Writing

Feed Software, technology, sysadmin war stories, and more.

Sunday, December 15, 2013

Helping RPM stay afloat on big fleets of machines

I've been doing some work lately which touches a lot of Red Hat-derived machines. This is not a new pattern in my life -- they always tend to turn up in one place or another. I first encountered their "enterprise" flavor during my days as a web support monkey, and came to like it. When it comes to having a dedicated server somewhere which needs to basically keep working and not have massive changes sprung on you, they have that down cold.

This is not to say that it's perfect. There are things which tend to go wrong, particularly when you start talking about lots of people using lots of machines. Beyond a certain point, it becomes impossible to care for each and every one on an individual basis, and you have to start rigging up checkers and fixers.

These situations are not always straightforward. Consider the case that machines can and will reboot at any time. This could be due to the kernel flipping out, a wayward command run on the wrong machine, hardware errors, power problems, or anything else you can imagine. Now also consider this can happen during an update of the oh-so-important RPM database - the thing which tracks all of your system's packages -- the OS itself, if you will.

Most of the time, nothing bad happens. You get lucky and it manages to finish up in a consistent state, or at least a trivially-recoverable one. Nothing bad happens, and all of your stuff keeps working. All of those automated processes which check on the machine, install, remove, and upgrade your packages continue to work. If you have a small number of machines, this is probably your life: it just never happens.

So then, let's crank up the number of machines and suddenly those tiny little percentages of failures start yielding actual results. Your RPM database decides it's run out of lock slots and won't run. This stops your automatic upgrades, patches, and everything else involving packages. It might even start breaking other things depending on how your system management stuff works.

Let's say someone notices the "failing RPM" situation and they decide to do something about it. I imagine the result will be a shell script with the best of intentions. First, it'll try to do something with RPM to see if it works or not. If it gets an error, then it'll do a "rpm --rebuilddb" and exit.

It'll resemble this:

  rpm -q foo || rpm --rebuilddb

I imagine that will automatically resolve a few situations. It might even do its job without making life too terrible for other "tenants" of the machine. It'll go into cron, and it'll run regularly.

Then, one day, it'll stop helping and it'll start hurting. The RPM database will get into a state where db4 (the base library under librpm itself) decides to enter an infinite loop. This one is fun, since it's not making syscalls and it's not making library calls. That means both strace and ltrace show you absolutely nothing, and it'll just sit there burning CPU. Start another process, and it, too, will chew another core on your machine.

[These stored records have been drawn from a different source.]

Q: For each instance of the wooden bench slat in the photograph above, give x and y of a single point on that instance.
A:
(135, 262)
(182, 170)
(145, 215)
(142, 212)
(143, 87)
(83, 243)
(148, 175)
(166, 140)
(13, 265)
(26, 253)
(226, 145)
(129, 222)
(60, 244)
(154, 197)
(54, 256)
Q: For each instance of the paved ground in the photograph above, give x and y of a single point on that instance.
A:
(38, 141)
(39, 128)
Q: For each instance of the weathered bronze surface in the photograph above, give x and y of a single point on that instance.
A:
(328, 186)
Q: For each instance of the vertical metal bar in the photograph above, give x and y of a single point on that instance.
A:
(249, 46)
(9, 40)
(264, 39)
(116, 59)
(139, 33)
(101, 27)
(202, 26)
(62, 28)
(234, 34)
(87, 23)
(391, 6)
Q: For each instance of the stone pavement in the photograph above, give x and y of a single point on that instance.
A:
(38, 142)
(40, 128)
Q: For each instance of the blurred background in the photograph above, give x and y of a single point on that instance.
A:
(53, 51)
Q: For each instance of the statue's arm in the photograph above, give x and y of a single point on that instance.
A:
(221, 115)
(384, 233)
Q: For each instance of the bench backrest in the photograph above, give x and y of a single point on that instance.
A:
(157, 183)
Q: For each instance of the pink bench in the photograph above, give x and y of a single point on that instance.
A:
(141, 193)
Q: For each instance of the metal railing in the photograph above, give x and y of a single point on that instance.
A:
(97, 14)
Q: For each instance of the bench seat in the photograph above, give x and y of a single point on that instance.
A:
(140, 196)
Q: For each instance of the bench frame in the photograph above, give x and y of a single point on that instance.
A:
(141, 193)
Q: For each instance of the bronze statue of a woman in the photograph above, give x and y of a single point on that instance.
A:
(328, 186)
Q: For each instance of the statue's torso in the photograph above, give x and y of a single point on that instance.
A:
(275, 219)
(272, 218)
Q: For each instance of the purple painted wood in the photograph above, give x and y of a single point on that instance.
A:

Every time that cron job starts up, it gets another core. Give it a couple of days, and soon you're in a world of hurt thanks to the loop from hell which will never end. You're bleeding machines, and something has to be done about it. It's time to start troubleshooting.

It takes gdb to show you that it's __env_alloc deep inside db4, complete with nested levels of C preprocessor gunk.

for (elp = NULL;; ++q) {
	SH_TAILQ_FOREACH(elp_tmp, q, sizeq, __alloc_element) {
		STAT((++st_search));

There's the beginning of the loop which is burning CPU. What's a SH_TAILQ_FOREACH? Excellent question. It turns out to be this:

#define SH_TAILQ_FOREACH(var, head, field, type)       \
        for ((var) = SH_TAILQ_FIRST((head), type);     \
            (var) != NULL;                             \
            (var) = SH_TAILQ_NEXT((var), field, type))

Hey, more all-caps words! That means more macros!

#define SH_TAILQ_FIRST(head, type)                                  \
        (SH_TAILQ_EMPTY(head) ? NULL : SH_TAILQ_FIRSTP(head, type))

Oh look, two more. Let's chase the first one.

#define SH_TAILQ_EMPTY(head)       \
        ((head)->stqh_first == -1)

It's testing to see if the member of a struct (not a class -- this is plain old C) is -1. Now back up to SH_TAILQ_FIRST and notice another macro hanging out. What's that one?

#define SH_TAILQ_FIRSTP(head, type)   \                                    
        ((struct type *)((u_int8_t *)(head) + (head)->stqh_first))

This one is taking a value and is adding something else to it, then it's bouncing it through two casts for some reason. One of those casts is u_int8_t, and the other one is coming from the macro call.

So jump back to SH_TAILQ_FIRST. Now mentally try to wedge both of those macros into that one, and don't forget about the ternary stuff going on -- see that question mark and colon? Yeah.

You're testing something's stqh_first to see if it's equal to -1, and if so, yielding NULL, otherwise, you're yielding the result of this doubly-cast addition on ... something else.

It just goes on and on like this. I won't spam you with the rest.

I realized I could keep going down the rabbit hole of how db4 worked, or I could start figuring out what to do about it. The "analysis" side looked like a bottomless pit and I wanted to start delivering results. As it turned out, the "recovery" side was simple enough: db4's own "db_recover" will put things back together without an exhaustive rebuild.

Of course, this recovery needs to be kicked off somehow. Attempting a RPM database operation and seeing if it hangs is good enough, but how do you do that without getting stuck yourself? Well, you do, and you don't. That is, you have to fork off a child, and let that child make the attempt while sending updates back to the parent over a pipe. If it stops phoning home, you know you have a problem.

Then you just call db_recover and set about killing off the other stuck processes - you did want to get back that CPU time, right?

This is just the beginning, of course. There are other failure modes, including those where you can open the RPM database but then it refuses to let you query anything. There's one where you can query some, but not all of the packages. Get far enough down the list and it'll get stuck trying to acquire a lock of some sort.

Pursue this long enough and you will discover the fun of running "fuser" on a machine which uses NFS and has at least one dead mount. It'll start digging through /proc, it'll find a reference to the dead filesystem, and will enter "state D" forever. Joy! Soon, you will be in the business of monitoring and maintaining NFS mounts. Say hello to the forced umount and the inevitable tradeoffs between staying frozen and possibly losing data by killing a stuck write in another process. (If this sounds familiar, it's because I did it with smbfs back in the '90s. The names change, but the problems remain.)

Get through this, and the next problem to emerge won't be NFS or RPM. It'll be yum instead. Yep, you can have a system which runs RPM commands and looks healthy, but then fails a "yum check". Those are all sorts of fun, too.

This is pretty much where things are now: I'm chasing a variety of loosely-related problems which can screw up fleets of machines. The biggest concern is not getting stuck doing nothing but this. Just like meddling in the affairs of other countries with military force, this sort of thing needs a clear exit strategy from the outset.

Get in, get it done, and get back out.